What is the value of a that would make the matrix equation true?
(1 -2) (-5 6) = (a b)
(3 4) (7 -8) = (c d)
To find the value of "a" that would make the matrix equation true, we need to multiply the matrices on the left-hand side:
⎛1 -2⎞ ⎛-5 6⎞ = ⎛a b⎞
⎜3 4⎟ ⎜7 -8⎟ ⎜c d⎟
To multiply matrices, we need to follow a set of rules.
1. The number of columns in the first matrix should be equal to the number of rows in the second matrix.
In this case, the first matrix has 2 columns and the second matrix has 2 rows, so we can proceed with the multiplication.
2. Multiply each element in the first row of the first matrix by the corresponding element in the first column of the second matrix. Sum these products to get the first element of the resulting matrix.
For the first element in the resulting matrix, we multiply 1 by -5 and -2 by 7, then add these products: (1 * -5) + (-2 * 7) = -5 - 14 = -19.
3. Repeat step 2 for the second element of the resulting matrix. Multiply each element in the first row of the first matrix by the corresponding element in the second column of the second matrix. Sum these products to get the second element of the resulting matrix.
For the second element in the resulting matrix, we multiply 1 by 6 and -2 by -8, then add these products: (1 * 6) + (-2 * -8) = 6 + 16 = 22.
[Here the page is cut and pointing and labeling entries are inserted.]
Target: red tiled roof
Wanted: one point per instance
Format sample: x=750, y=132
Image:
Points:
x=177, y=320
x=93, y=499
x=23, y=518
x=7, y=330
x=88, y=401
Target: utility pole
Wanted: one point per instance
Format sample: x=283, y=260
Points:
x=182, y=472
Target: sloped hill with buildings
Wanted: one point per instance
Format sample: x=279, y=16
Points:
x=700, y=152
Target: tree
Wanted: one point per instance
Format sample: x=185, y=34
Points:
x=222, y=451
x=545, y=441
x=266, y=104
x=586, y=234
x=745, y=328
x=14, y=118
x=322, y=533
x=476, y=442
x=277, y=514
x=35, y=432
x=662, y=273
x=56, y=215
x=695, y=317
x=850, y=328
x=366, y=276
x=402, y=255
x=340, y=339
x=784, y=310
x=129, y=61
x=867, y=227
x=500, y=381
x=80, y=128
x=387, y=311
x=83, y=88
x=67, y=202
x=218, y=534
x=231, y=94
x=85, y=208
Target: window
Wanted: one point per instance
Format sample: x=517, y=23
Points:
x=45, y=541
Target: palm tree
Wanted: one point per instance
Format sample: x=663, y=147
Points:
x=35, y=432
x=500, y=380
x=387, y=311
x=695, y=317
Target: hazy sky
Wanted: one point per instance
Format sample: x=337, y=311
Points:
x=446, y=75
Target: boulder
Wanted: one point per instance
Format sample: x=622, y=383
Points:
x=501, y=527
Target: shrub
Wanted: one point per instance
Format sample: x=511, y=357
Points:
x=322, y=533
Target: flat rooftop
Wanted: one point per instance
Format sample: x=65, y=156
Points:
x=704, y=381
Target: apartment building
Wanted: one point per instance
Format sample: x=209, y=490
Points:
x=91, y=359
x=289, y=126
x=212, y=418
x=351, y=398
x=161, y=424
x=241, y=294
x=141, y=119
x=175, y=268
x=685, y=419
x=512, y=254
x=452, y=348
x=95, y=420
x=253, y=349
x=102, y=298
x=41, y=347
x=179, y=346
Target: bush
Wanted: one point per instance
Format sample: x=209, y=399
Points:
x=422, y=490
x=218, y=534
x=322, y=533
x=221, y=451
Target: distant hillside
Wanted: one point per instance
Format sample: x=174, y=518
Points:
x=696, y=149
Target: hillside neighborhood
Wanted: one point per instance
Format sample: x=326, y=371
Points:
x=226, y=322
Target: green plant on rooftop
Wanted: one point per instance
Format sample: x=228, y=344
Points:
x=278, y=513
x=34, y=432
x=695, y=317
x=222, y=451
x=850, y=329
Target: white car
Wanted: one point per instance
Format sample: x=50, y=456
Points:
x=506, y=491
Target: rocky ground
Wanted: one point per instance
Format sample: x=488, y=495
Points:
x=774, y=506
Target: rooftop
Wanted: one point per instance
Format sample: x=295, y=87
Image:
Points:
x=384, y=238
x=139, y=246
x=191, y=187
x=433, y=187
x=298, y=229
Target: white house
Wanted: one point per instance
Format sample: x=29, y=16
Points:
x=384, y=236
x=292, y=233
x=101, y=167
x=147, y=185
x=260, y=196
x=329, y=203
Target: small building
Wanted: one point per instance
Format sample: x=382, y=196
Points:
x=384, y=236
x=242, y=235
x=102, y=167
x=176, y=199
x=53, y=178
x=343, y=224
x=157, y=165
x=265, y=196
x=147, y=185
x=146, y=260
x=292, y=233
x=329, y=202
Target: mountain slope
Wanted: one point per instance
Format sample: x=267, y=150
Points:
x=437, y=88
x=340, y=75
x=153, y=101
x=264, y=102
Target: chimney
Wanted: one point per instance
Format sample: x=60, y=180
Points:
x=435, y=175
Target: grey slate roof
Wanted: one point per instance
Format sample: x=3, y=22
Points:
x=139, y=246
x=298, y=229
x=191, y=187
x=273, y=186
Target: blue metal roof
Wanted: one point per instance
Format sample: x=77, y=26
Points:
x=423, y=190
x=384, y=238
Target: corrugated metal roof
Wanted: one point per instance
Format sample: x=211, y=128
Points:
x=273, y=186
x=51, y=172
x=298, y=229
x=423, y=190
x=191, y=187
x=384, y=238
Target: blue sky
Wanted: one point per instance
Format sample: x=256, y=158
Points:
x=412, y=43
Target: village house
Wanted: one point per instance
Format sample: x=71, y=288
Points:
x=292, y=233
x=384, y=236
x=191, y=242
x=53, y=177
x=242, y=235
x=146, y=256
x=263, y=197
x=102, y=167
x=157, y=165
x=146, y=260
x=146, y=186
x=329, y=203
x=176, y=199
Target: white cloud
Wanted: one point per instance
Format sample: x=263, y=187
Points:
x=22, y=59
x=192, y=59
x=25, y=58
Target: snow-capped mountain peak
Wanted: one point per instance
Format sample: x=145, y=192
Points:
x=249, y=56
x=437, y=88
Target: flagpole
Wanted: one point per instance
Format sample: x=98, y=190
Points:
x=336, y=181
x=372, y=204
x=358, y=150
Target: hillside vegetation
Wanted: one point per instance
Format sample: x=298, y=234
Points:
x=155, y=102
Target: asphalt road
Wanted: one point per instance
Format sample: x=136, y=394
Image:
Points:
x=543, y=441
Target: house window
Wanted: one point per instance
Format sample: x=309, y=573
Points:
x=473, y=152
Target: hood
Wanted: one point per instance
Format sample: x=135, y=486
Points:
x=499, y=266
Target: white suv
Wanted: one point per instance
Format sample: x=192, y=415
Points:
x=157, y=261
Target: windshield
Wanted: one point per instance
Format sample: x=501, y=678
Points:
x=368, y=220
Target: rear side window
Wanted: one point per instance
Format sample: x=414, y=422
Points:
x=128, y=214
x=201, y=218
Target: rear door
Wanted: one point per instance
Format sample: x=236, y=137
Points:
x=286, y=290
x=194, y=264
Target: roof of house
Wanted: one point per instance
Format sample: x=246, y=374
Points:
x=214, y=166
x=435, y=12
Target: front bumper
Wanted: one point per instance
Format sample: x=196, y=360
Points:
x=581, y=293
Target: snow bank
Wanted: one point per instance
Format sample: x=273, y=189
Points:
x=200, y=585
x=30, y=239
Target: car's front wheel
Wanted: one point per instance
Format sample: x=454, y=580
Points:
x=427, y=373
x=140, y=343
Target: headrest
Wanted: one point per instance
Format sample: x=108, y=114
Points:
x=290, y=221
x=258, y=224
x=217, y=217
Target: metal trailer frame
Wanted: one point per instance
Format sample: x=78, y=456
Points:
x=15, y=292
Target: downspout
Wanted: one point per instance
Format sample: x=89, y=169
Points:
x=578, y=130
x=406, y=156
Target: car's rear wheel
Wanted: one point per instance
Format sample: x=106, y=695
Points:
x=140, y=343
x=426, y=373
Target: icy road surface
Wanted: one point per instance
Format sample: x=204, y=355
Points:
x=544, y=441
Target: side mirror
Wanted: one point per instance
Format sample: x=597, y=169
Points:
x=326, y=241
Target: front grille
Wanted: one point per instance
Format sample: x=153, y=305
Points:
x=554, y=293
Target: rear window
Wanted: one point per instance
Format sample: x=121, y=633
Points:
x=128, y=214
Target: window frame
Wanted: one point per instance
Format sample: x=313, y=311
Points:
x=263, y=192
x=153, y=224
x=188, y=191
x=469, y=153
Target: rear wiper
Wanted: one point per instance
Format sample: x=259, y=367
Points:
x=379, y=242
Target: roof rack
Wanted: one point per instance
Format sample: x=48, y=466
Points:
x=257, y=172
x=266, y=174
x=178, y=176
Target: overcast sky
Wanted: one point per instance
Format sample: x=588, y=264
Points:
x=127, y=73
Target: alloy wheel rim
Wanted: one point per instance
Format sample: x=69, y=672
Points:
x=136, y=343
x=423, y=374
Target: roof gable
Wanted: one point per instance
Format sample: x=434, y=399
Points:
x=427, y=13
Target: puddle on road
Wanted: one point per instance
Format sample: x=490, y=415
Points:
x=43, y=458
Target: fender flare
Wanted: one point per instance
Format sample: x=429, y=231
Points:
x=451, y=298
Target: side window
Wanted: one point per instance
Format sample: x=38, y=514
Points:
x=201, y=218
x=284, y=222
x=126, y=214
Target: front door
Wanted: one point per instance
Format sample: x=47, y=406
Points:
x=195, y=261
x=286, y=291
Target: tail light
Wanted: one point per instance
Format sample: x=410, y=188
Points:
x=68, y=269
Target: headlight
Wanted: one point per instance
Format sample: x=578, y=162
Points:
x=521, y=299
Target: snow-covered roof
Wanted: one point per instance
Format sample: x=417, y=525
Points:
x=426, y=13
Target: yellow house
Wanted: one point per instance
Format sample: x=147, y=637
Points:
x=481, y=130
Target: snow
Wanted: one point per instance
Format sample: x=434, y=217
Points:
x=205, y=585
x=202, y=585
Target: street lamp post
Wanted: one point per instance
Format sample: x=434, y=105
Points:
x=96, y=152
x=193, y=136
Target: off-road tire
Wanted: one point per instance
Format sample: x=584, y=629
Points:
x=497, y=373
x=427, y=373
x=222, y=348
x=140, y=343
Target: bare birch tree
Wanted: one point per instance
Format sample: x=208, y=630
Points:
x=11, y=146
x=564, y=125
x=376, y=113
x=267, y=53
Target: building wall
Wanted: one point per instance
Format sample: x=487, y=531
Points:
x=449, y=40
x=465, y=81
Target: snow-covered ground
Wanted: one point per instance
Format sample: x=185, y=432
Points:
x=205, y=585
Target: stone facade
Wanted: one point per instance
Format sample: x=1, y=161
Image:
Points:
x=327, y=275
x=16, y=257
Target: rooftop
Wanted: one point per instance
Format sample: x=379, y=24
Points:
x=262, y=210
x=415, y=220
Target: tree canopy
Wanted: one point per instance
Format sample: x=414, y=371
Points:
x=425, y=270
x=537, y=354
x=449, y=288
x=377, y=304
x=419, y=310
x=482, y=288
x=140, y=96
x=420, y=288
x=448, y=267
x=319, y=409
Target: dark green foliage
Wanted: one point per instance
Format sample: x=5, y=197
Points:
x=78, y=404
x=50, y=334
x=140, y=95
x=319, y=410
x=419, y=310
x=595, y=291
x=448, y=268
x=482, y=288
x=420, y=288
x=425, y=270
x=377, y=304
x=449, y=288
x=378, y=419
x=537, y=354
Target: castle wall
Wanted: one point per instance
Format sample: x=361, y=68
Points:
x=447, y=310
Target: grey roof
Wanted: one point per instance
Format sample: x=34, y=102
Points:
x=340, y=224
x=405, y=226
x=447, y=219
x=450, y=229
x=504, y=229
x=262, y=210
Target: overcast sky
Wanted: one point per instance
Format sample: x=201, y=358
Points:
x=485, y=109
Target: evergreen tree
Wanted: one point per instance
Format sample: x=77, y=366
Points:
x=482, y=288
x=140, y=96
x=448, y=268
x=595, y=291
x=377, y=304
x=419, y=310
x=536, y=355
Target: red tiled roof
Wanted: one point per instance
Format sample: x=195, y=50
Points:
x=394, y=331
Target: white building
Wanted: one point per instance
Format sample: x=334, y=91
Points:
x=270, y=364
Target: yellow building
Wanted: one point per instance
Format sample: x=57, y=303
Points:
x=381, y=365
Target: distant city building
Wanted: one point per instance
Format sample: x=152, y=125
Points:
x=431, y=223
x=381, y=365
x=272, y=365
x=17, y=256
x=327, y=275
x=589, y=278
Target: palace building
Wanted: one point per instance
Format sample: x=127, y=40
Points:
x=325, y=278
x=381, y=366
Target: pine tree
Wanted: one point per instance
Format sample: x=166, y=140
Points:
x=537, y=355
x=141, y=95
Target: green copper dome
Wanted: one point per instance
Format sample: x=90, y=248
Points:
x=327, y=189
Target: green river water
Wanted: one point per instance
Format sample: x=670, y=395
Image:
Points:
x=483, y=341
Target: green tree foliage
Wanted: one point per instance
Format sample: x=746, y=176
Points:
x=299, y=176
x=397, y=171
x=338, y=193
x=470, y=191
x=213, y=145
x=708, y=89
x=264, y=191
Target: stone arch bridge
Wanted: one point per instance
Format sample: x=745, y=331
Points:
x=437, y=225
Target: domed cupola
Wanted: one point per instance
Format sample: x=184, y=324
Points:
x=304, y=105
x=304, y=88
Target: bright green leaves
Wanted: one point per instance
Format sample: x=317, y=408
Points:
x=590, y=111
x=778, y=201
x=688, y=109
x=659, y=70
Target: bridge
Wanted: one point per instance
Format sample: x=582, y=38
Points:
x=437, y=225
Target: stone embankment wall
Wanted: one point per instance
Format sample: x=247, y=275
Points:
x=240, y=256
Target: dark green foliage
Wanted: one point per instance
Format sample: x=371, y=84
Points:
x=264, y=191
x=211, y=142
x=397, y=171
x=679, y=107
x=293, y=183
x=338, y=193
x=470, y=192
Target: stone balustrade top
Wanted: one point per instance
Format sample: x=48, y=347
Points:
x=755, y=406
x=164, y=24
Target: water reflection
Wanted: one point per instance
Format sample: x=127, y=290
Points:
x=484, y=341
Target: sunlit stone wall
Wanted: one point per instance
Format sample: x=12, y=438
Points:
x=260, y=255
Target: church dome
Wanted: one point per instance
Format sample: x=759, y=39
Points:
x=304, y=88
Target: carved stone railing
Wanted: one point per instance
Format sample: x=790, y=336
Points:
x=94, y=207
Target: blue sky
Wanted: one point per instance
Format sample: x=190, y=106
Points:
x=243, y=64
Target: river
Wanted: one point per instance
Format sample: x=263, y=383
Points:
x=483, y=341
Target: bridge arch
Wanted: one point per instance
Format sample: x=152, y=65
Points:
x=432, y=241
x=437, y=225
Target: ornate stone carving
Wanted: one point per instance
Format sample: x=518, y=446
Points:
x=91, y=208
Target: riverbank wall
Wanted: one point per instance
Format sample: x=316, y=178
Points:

Now we have the resulting matrix:
⎛-19 22⎞ = ⎛a b⎞
⎜? ? ⎟ ⎜c d⎟
To make this matrix equation true, the values of "a," "b," "c," and "d" on the right-hand side should correspond to the elements of the resulting matrix.
In this case, the first element of the resulting matrix is -19, so "a" must be -19. The second element of the resulting matrix is 22, so "b" must be 22.
Therefore, the value of "a" that would make the matrix equation true is -19.